Execution Engine for Apache Hadoop environments

Service This service is not available by default. An administrator must install this service on the Watson Studio platform. To determine whether the service is installed, open the Services catalog and check whether the service is enabled.

Use the Hadoop environment when you want to do the following tasks:

Run Data Refinery jobs to refine HDFS or Hive data on Hadoop.
Use the Jupyter Enterprise Gateway (JEG) service to run Spark jobs on Hadoop.

If you are using Livy to execute Spark jobs on Hadoop, don’t use the Hadoop environment. Instead, use the environment that executes locally in the Watson Studio Local cluster.

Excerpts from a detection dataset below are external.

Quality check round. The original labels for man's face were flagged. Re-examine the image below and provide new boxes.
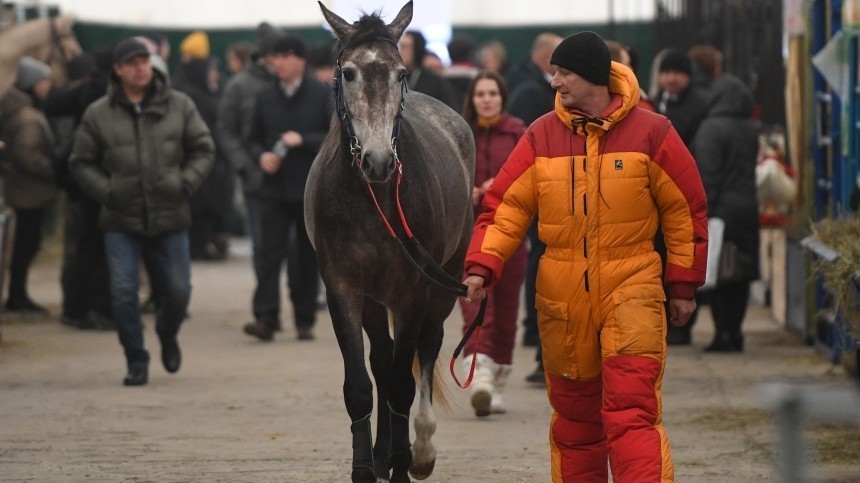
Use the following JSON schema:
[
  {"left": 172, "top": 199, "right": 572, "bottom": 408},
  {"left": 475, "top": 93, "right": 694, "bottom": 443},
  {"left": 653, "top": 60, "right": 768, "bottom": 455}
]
[
  {"left": 397, "top": 35, "right": 415, "bottom": 69},
  {"left": 113, "top": 55, "right": 152, "bottom": 90},
  {"left": 272, "top": 54, "right": 305, "bottom": 83},
  {"left": 658, "top": 70, "right": 690, "bottom": 96},
  {"left": 551, "top": 65, "right": 591, "bottom": 109}
]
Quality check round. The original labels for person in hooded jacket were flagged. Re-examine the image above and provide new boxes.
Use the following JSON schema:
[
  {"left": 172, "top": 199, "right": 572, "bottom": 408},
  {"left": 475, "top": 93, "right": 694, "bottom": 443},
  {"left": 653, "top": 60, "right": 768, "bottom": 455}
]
[
  {"left": 215, "top": 22, "right": 284, "bottom": 284},
  {"left": 0, "top": 57, "right": 59, "bottom": 315},
  {"left": 692, "top": 74, "right": 759, "bottom": 352},
  {"left": 174, "top": 57, "right": 235, "bottom": 260},
  {"left": 464, "top": 32, "right": 708, "bottom": 483},
  {"left": 69, "top": 38, "right": 215, "bottom": 386},
  {"left": 460, "top": 70, "right": 528, "bottom": 417}
]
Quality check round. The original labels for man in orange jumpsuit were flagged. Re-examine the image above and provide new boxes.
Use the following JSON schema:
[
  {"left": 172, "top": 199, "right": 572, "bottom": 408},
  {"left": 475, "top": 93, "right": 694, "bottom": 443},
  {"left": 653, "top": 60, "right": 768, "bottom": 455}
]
[{"left": 464, "top": 32, "right": 708, "bottom": 483}]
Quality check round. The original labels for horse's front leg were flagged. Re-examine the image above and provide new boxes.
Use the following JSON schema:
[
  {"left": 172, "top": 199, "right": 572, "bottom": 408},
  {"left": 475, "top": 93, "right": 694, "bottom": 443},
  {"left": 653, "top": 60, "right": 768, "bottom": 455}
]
[
  {"left": 388, "top": 302, "right": 424, "bottom": 483},
  {"left": 327, "top": 289, "right": 377, "bottom": 483},
  {"left": 362, "top": 298, "right": 394, "bottom": 481},
  {"left": 409, "top": 292, "right": 456, "bottom": 480}
]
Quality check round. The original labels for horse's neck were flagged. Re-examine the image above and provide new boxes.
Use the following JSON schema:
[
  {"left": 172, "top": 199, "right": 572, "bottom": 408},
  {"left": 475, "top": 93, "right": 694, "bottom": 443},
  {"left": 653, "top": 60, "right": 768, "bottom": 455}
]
[
  {"left": 0, "top": 20, "right": 51, "bottom": 96},
  {"left": 0, "top": 19, "right": 51, "bottom": 62}
]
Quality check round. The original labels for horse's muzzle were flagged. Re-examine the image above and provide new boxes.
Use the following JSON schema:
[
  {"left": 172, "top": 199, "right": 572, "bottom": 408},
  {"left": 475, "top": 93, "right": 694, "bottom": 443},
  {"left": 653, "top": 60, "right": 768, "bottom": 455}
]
[{"left": 361, "top": 152, "right": 396, "bottom": 183}]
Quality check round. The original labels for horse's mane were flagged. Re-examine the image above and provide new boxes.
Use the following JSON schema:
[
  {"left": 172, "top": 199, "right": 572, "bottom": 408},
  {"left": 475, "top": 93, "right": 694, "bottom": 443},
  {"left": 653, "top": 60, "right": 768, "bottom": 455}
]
[{"left": 338, "top": 11, "right": 398, "bottom": 49}]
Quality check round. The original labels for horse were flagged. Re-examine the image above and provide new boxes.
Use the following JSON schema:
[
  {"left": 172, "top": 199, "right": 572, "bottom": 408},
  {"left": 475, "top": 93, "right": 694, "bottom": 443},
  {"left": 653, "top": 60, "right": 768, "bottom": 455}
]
[
  {"left": 305, "top": 1, "right": 475, "bottom": 482},
  {"left": 0, "top": 15, "right": 82, "bottom": 97}
]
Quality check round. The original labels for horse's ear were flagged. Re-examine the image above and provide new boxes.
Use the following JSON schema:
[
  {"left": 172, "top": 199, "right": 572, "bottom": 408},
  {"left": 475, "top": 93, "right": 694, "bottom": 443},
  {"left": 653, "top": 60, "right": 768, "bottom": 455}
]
[
  {"left": 388, "top": 0, "right": 412, "bottom": 39},
  {"left": 317, "top": 1, "right": 354, "bottom": 41}
]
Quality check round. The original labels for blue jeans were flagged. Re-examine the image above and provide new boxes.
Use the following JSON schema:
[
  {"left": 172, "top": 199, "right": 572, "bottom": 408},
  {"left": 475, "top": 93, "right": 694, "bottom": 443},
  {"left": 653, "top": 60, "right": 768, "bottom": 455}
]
[{"left": 105, "top": 231, "right": 191, "bottom": 367}]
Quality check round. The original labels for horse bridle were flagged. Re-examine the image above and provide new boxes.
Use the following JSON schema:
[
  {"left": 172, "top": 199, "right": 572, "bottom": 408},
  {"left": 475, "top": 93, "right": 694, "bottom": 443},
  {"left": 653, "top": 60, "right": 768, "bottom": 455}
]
[
  {"left": 331, "top": 37, "right": 487, "bottom": 388},
  {"left": 331, "top": 37, "right": 409, "bottom": 170}
]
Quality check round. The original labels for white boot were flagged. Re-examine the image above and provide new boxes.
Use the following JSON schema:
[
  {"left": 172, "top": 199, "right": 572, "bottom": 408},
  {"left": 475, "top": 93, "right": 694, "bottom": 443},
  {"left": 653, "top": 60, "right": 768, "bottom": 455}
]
[
  {"left": 463, "top": 354, "right": 497, "bottom": 417},
  {"left": 490, "top": 364, "right": 511, "bottom": 414}
]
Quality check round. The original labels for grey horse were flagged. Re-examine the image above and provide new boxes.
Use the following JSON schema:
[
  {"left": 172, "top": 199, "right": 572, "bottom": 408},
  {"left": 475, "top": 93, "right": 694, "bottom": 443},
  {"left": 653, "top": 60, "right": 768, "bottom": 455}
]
[{"left": 305, "top": 1, "right": 475, "bottom": 482}]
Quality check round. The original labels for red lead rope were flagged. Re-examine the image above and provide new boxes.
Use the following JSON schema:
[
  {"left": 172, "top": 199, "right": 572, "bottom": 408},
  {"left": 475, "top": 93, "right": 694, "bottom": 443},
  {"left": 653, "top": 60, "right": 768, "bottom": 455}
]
[{"left": 365, "top": 160, "right": 487, "bottom": 389}]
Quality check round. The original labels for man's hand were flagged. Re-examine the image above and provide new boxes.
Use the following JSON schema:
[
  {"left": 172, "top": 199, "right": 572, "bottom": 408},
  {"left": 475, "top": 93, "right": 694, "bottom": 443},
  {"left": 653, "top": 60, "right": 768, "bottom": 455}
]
[
  {"left": 669, "top": 299, "right": 696, "bottom": 327},
  {"left": 281, "top": 131, "right": 304, "bottom": 148},
  {"left": 463, "top": 275, "right": 487, "bottom": 302},
  {"left": 260, "top": 152, "right": 281, "bottom": 174}
]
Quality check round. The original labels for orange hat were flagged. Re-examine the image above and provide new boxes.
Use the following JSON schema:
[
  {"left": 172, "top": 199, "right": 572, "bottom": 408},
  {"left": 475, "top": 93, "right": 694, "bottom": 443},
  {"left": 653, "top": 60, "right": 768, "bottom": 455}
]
[{"left": 179, "top": 30, "right": 209, "bottom": 59}]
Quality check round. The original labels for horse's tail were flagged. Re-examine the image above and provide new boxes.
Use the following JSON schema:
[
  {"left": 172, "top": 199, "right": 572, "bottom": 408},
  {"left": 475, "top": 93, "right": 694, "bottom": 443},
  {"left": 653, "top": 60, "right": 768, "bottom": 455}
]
[{"left": 387, "top": 310, "right": 452, "bottom": 410}]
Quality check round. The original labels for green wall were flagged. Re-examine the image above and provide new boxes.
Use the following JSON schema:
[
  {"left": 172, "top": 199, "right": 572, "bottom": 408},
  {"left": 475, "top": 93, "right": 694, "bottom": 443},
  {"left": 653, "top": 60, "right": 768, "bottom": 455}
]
[{"left": 75, "top": 22, "right": 654, "bottom": 88}]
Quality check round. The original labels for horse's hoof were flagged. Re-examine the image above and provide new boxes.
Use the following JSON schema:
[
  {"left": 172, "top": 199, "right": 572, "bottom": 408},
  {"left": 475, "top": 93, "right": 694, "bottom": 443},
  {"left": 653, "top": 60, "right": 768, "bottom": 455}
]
[
  {"left": 352, "top": 466, "right": 377, "bottom": 483},
  {"left": 409, "top": 459, "right": 436, "bottom": 480}
]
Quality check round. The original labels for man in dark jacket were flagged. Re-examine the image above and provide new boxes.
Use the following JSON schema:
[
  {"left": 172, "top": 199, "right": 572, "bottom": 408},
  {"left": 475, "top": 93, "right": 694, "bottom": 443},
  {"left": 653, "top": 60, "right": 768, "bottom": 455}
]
[
  {"left": 655, "top": 49, "right": 708, "bottom": 147},
  {"left": 508, "top": 33, "right": 562, "bottom": 126},
  {"left": 70, "top": 39, "right": 215, "bottom": 386},
  {"left": 244, "top": 35, "right": 331, "bottom": 341},
  {"left": 215, "top": 23, "right": 283, "bottom": 277},
  {"left": 692, "top": 74, "right": 760, "bottom": 352}
]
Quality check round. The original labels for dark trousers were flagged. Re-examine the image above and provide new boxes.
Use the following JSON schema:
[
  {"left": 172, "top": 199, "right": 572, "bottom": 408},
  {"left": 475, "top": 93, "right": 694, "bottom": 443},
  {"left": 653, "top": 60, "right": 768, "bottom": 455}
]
[
  {"left": 254, "top": 199, "right": 319, "bottom": 327},
  {"left": 60, "top": 197, "right": 111, "bottom": 319},
  {"left": 9, "top": 208, "right": 45, "bottom": 300},
  {"left": 711, "top": 282, "right": 750, "bottom": 338}
]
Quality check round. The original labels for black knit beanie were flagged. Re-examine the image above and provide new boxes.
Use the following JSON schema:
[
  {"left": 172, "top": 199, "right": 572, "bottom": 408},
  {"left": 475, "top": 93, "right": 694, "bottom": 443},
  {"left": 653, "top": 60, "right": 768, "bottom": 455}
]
[
  {"left": 660, "top": 49, "right": 693, "bottom": 76},
  {"left": 549, "top": 32, "right": 612, "bottom": 86}
]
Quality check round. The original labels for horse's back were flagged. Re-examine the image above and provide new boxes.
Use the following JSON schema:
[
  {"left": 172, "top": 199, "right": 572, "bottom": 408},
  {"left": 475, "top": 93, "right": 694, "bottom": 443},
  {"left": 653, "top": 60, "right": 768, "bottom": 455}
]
[{"left": 403, "top": 92, "right": 475, "bottom": 182}]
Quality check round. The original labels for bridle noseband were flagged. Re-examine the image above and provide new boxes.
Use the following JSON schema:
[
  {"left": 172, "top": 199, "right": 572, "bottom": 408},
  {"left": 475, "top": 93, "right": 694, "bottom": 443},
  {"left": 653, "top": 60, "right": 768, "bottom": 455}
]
[{"left": 331, "top": 37, "right": 409, "bottom": 169}]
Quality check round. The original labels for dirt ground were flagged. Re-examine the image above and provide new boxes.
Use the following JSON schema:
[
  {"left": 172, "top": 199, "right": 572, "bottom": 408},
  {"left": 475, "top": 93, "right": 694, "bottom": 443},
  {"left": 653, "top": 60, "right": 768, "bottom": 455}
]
[{"left": 0, "top": 240, "right": 860, "bottom": 483}]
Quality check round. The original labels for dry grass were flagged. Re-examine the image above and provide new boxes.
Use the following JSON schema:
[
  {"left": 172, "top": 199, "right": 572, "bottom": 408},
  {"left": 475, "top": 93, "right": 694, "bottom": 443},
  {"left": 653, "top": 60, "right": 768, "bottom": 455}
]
[
  {"left": 806, "top": 423, "right": 860, "bottom": 465},
  {"left": 812, "top": 215, "right": 860, "bottom": 335}
]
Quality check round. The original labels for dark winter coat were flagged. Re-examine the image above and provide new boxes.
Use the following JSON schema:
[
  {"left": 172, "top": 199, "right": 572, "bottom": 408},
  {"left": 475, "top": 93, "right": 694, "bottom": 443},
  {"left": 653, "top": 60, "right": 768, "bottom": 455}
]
[
  {"left": 215, "top": 62, "right": 275, "bottom": 196},
  {"left": 251, "top": 75, "right": 331, "bottom": 203},
  {"left": 176, "top": 59, "right": 235, "bottom": 216},
  {"left": 506, "top": 57, "right": 544, "bottom": 94},
  {"left": 0, "top": 88, "right": 59, "bottom": 209},
  {"left": 70, "top": 69, "right": 215, "bottom": 236},
  {"left": 43, "top": 72, "right": 108, "bottom": 195},
  {"left": 472, "top": 113, "right": 526, "bottom": 216},
  {"left": 652, "top": 84, "right": 708, "bottom": 147},
  {"left": 692, "top": 74, "right": 759, "bottom": 280}
]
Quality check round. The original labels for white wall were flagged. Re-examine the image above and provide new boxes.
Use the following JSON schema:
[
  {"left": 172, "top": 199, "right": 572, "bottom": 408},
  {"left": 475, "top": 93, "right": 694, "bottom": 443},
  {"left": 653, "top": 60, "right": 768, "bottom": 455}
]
[{"left": 30, "top": 0, "right": 654, "bottom": 29}]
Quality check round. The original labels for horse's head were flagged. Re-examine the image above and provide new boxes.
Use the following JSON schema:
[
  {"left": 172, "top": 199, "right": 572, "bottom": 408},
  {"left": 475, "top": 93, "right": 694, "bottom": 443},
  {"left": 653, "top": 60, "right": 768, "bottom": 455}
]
[{"left": 320, "top": 1, "right": 412, "bottom": 182}]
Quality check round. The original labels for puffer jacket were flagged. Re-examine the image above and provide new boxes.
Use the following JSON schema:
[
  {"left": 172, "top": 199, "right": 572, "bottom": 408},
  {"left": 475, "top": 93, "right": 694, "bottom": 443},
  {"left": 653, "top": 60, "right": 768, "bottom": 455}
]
[
  {"left": 69, "top": 69, "right": 215, "bottom": 236},
  {"left": 466, "top": 62, "right": 708, "bottom": 378},
  {"left": 0, "top": 88, "right": 59, "bottom": 209}
]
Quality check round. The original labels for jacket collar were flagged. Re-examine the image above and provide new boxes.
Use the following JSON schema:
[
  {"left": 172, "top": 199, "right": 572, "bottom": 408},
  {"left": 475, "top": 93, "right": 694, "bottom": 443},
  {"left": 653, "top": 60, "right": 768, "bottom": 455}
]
[{"left": 555, "top": 62, "right": 639, "bottom": 136}]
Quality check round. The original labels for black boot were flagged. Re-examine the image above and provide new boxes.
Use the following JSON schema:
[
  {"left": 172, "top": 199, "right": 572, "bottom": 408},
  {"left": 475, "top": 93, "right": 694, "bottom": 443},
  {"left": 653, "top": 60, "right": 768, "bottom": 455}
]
[
  {"left": 122, "top": 366, "right": 149, "bottom": 386},
  {"left": 705, "top": 332, "right": 744, "bottom": 352}
]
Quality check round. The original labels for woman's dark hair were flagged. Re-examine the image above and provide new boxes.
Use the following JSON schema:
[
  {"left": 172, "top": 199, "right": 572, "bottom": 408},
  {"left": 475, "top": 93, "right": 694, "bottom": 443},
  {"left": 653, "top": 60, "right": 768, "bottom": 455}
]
[{"left": 463, "top": 70, "right": 508, "bottom": 126}]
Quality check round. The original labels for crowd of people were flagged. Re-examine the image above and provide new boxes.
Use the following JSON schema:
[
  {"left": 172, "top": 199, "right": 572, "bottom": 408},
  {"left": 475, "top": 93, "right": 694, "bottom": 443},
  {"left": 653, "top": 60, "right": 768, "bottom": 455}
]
[{"left": 0, "top": 23, "right": 759, "bottom": 481}]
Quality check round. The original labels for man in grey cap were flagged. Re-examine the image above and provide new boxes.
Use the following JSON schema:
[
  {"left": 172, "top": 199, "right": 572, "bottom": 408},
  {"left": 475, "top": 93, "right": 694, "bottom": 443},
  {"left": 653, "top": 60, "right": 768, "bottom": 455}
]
[{"left": 69, "top": 39, "right": 215, "bottom": 386}]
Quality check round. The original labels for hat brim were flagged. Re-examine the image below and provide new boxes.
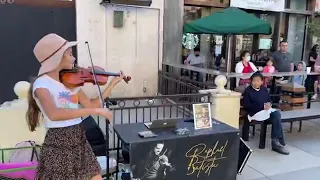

Hadoop environment definitions

To create a Hadoop environment definition:

From the Environments tab in your project, click New environment definition.
Enter a name and a description.
Select the Hadoop environment configuration type.
Select one of the registered Hadoop systems in the Hadoop configuration drop down.
- If the job leverages the Python packages from Watson Studio Local and Cloud Pak for Data to the Hadoop cluster, you can choose the image that was pushed from the Hadoop registration page in the Software version field.
If you want the job to execute against a specific job, you can specify that in the YARN Queue field.
- All jobs are submitted against the default YARN queue.
- The Hadoop admin should have granted the Watson Studio Local user the necessary permissions to submit the job against the specified YARN queue.
Select the executors. All jobs, by default, will use one executor, one core and 1 GB memory for the driver and executor. Depending on the resource requirements and parallelism needed for your job, you can increase the executors, cores and memory for the environment.